JD Sports upbeat as sales and profits make progress
JD Sports Fashion has enjoyed strong trading since late summer with the retail giant saying Wednesday that total revenues for the 22 weeks to January 1 were up 10%. It also upgraded its profit forecast for the full year following the good trading in the bulk of its second half.
The company owns a diverse selection of sports, outdoor and fashion retailers around the world, including the JD Sports chain, Chausport, Tessuti, Shoe Palace, Size?, Finish Line, and Go Outdoors, among others.
It saw “an equally positive performance across the Black Friday and Christmas period” while the 22 weeks had encouraging gross margins that were in line with the previous year.
The company said it was “another extremely robust performance”, given the challenges of the Covid-19 pandemic, “including the disruption of the supply chain operations of some of our key brand partners”.
It added that the “sustained positive nature of consumer demand through the second half to date means that we are now confident that the group headline profit before tax for the full year to 29 January 2022 will be ahead of current market expectations, which average £810 million”.
It’s expecting a figure of around £875 million, helped by the impact of fiscal stimulus in the US in the first half of the year that “may have contributed up to £100 million to this result”.
It’s aware of the ongoing challenges to its business, such as “operational restrictions from the pandemic across Europe and Southeast Asia combined with the well-publicised short-term constraint in the supply of inventory from certain brands”. However, it said that its “buying and merchandising capabilities, its breadth in brands and product assortment and a deep multichannel connection with the consumer” mean it’s “well placed to manage these challenges”.

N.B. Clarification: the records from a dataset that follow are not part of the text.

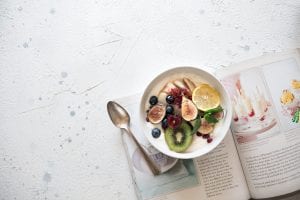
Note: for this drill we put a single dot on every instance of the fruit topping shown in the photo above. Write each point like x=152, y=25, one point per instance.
x=188, y=109
x=209, y=140
x=179, y=139
x=296, y=116
x=205, y=97
x=162, y=97
x=180, y=84
x=168, y=87
x=182, y=110
x=190, y=84
x=170, y=99
x=153, y=100
x=164, y=123
x=196, y=124
x=156, y=113
x=174, y=121
x=169, y=109
x=156, y=132
x=205, y=127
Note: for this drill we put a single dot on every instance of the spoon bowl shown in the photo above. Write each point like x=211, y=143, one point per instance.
x=120, y=118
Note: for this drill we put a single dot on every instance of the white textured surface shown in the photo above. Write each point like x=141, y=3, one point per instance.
x=60, y=61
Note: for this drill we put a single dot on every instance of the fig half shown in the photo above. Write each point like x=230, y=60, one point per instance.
x=156, y=113
x=189, y=110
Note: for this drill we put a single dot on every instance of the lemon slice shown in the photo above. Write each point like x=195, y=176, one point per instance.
x=205, y=97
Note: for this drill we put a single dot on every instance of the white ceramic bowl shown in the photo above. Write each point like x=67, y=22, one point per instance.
x=199, y=146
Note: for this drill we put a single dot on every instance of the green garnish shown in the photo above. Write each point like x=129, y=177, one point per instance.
x=210, y=118
x=197, y=124
x=296, y=116
x=209, y=115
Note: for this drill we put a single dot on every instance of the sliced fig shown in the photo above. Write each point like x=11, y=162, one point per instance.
x=189, y=110
x=156, y=113
x=180, y=84
x=168, y=87
x=190, y=84
x=205, y=128
x=162, y=97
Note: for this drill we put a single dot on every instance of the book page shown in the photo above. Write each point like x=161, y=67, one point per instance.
x=265, y=94
x=214, y=176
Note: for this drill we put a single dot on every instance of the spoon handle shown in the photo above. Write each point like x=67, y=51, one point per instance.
x=153, y=167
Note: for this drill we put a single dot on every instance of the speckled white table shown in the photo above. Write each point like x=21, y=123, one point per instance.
x=62, y=60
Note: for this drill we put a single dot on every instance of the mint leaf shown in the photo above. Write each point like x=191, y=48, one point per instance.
x=210, y=118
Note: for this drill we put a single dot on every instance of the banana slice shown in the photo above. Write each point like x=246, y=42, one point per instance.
x=205, y=127
x=162, y=97
x=168, y=87
x=190, y=84
x=180, y=84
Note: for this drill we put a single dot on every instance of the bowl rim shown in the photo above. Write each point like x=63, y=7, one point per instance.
x=225, y=126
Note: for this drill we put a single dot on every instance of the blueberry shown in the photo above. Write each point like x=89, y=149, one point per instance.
x=156, y=132
x=169, y=109
x=170, y=99
x=153, y=100
x=164, y=123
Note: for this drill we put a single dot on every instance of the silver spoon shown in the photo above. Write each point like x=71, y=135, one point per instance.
x=120, y=118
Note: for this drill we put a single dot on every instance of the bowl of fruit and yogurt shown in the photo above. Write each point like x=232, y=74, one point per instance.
x=185, y=112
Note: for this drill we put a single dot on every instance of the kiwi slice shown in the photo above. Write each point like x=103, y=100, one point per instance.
x=179, y=139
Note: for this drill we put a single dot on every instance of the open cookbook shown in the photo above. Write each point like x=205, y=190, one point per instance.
x=260, y=155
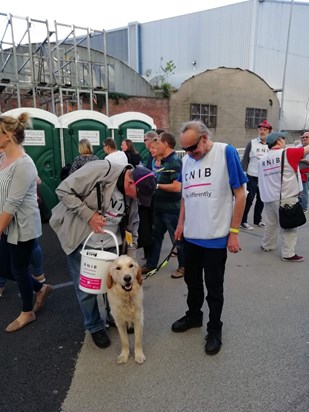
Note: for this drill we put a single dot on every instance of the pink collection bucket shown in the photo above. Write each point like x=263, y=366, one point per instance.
x=94, y=267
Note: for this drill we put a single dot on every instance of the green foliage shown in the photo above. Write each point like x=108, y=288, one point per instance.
x=166, y=87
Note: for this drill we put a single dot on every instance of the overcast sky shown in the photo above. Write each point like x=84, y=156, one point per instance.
x=106, y=14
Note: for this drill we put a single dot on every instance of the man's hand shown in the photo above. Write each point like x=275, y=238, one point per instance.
x=97, y=222
x=233, y=243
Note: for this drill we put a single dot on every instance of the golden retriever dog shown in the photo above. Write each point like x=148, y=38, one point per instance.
x=125, y=296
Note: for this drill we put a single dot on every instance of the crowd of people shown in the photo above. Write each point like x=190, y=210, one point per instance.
x=201, y=200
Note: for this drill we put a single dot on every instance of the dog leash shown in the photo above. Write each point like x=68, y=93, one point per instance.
x=163, y=263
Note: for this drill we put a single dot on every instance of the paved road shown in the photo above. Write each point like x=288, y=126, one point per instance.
x=263, y=365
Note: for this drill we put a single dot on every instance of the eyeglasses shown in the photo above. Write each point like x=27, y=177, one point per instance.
x=194, y=146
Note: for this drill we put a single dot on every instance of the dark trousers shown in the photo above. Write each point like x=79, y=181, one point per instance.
x=15, y=260
x=253, y=189
x=212, y=262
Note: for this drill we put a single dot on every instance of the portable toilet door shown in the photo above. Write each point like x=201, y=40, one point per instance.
x=42, y=144
x=83, y=124
x=133, y=126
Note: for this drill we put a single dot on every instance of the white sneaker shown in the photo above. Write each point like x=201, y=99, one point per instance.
x=246, y=226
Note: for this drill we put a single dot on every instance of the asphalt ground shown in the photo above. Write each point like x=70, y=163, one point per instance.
x=51, y=365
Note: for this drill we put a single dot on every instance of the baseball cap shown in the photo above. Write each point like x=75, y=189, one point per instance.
x=273, y=137
x=145, y=182
x=266, y=125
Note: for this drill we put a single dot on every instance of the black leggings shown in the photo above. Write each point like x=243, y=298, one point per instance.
x=212, y=262
x=15, y=260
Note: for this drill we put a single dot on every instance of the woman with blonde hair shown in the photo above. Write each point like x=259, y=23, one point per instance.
x=20, y=222
x=85, y=155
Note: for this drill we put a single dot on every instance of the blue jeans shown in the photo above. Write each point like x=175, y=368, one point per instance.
x=253, y=189
x=15, y=261
x=303, y=198
x=36, y=259
x=163, y=222
x=88, y=303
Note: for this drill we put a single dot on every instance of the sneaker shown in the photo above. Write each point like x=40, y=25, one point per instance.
x=40, y=278
x=294, y=258
x=213, y=343
x=185, y=323
x=179, y=273
x=101, y=339
x=261, y=224
x=246, y=226
x=146, y=269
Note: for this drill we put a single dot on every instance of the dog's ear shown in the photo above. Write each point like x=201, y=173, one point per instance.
x=109, y=281
x=139, y=276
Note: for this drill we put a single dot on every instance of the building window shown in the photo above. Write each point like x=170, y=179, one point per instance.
x=254, y=117
x=206, y=113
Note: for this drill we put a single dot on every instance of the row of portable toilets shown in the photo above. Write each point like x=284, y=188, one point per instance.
x=53, y=141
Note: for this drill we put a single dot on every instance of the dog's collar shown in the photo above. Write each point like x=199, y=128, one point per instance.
x=127, y=290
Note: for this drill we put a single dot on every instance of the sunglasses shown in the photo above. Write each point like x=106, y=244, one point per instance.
x=194, y=146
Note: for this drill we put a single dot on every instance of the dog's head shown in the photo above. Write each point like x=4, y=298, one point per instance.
x=124, y=271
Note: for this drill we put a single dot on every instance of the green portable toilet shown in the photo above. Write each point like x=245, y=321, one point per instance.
x=133, y=126
x=83, y=124
x=42, y=144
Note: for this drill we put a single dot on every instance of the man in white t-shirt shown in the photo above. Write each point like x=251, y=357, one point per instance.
x=255, y=149
x=272, y=189
x=114, y=155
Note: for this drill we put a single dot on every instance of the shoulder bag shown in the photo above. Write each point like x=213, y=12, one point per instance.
x=290, y=216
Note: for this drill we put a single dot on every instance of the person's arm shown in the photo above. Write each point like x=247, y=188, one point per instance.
x=179, y=229
x=175, y=186
x=81, y=184
x=23, y=176
x=133, y=223
x=246, y=158
x=5, y=220
x=239, y=207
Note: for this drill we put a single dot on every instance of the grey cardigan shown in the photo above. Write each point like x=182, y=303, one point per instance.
x=78, y=202
x=19, y=198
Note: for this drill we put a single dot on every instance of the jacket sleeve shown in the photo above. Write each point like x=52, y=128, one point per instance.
x=77, y=191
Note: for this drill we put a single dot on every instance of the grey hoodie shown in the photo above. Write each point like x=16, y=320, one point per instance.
x=78, y=202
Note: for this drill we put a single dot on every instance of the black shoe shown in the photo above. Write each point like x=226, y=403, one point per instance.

But looking further ahead to the year that ends in January 2023, while it remains cautiously upbeat, it’s not expecting profits to leap ahead. It said that assuming no further trading restrictions in its “most material markets of the UK and North America”, plus absorbing the additional statutory costs of employment in the UK and reflecting the benefit that accrued from the financial stimulus in the US in the current year, its best estimate is that group headline pre-tax profit will be in line with this year. However, while no big profits jump is forecast, this new guidance is ahead of current market expectations for the 2023 financial year.
The group’s preliminary results for the current financial year will be published on April 12.